Among the constructions of Zermelo set theory is the restricted form of Cantor's "comprehension principle": if we have any property $P$ and a set $S$, then we can form the subset of $S$ of things satisfying property $P$.

The axiom of restricted comprehension exactly the property of a universe of sets that is needed to make the argument in the opening section.

*: I do not know if this is historically accurate. Really, I'm espousing an a postiori observation about it.

Classes

Set-builder notation is very useful notation to denote sets. Recall that each of the following notations define sets in ZFC:

$$ \{ x \in S \mid P(S) \} \qquad \qquad \{ f(x) \mid x \in S \} \qquad \qquad \{ a, b \} $$

where $a,b,S$ are all sets, $P$ is a unary predicate whose domain includes $S$, and $f$ is a function whose domain includes $S$.

The same notation turns out to be quite useful to define predicates. For example, predicate

P(x) = "x contains the empty set"

is easily notated as

$$ P = \{ x \mid \emptyset \in x \} $$

and the assertion that $x$ satisfies the predicate $P$ can be written as

$$ x \in P. $$

This notation, formally, has nothing to do with sets: it is alternative notation for logic. When we do this, we call a predicate a "class".

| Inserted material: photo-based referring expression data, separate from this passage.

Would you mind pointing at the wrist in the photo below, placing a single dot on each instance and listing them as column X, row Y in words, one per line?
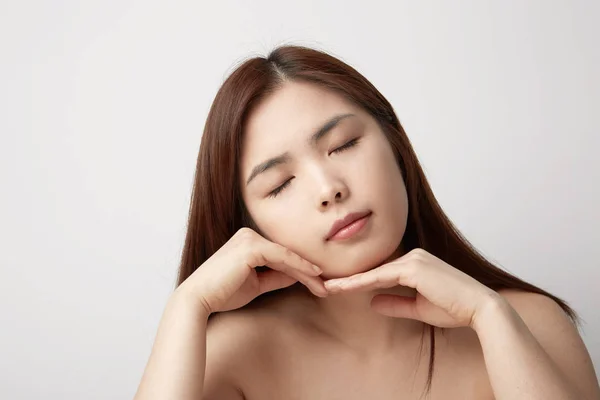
column 183, row 297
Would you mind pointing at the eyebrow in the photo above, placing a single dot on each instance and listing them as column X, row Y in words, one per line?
column 312, row 141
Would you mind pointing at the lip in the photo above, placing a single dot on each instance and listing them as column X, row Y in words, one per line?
column 344, row 222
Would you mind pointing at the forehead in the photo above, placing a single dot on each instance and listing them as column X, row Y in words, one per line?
column 288, row 116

The way you manipulate logic in the form of classes is so strikingly similar to the way you manipulate sets that this unified notation is extremely useful.

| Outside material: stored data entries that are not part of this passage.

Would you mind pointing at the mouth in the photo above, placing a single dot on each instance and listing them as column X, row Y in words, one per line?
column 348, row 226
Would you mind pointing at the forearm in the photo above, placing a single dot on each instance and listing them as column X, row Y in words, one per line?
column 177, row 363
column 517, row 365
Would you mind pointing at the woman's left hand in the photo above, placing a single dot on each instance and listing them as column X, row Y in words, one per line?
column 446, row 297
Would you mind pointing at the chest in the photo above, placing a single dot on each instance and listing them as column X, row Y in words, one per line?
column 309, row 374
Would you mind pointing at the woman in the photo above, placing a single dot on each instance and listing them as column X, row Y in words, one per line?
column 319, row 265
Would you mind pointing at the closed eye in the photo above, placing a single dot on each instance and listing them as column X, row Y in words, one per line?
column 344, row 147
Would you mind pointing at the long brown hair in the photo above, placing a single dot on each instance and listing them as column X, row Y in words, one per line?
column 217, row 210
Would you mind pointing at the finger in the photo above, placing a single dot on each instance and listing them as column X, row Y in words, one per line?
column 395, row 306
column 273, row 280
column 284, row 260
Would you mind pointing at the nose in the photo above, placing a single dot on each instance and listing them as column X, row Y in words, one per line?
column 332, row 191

To answer a question you had, the only objects are still sets. The only thing that can be a member of a set is a set. The only thing that can be a member of a class is a set. Classes can't be members of anything, because they aren't objects: they're logic. (at least, if we stick to first-order logic....)

It can be technically awkward when you hav0e to pay attention to what is a set and what is a class, especially if you want to reason in a 'stripped down' version of formal logic.

So, Von Neumann, Bernays, and Gödel invented (NBG) set theory*. The objects of NBG set theory are classes. It might be a little confusing to use the same word as we did for the alternative view of logic above; however in practice it's not a problem.

NBG set theory includes a class called $\mathbf{Set}$. $V$ is another commonly used name for this class. There is a theorem/axiom that says if $x \in y$, then $x \in \mathbf{Set}$.

NBG can also be presented (and usually is, I think) as a theory with two sorts: a sort of sets and a sort of classes. Only sets may be elements of things. But for any set there is a class that has the same elements, and it is reasonable to conflate the two.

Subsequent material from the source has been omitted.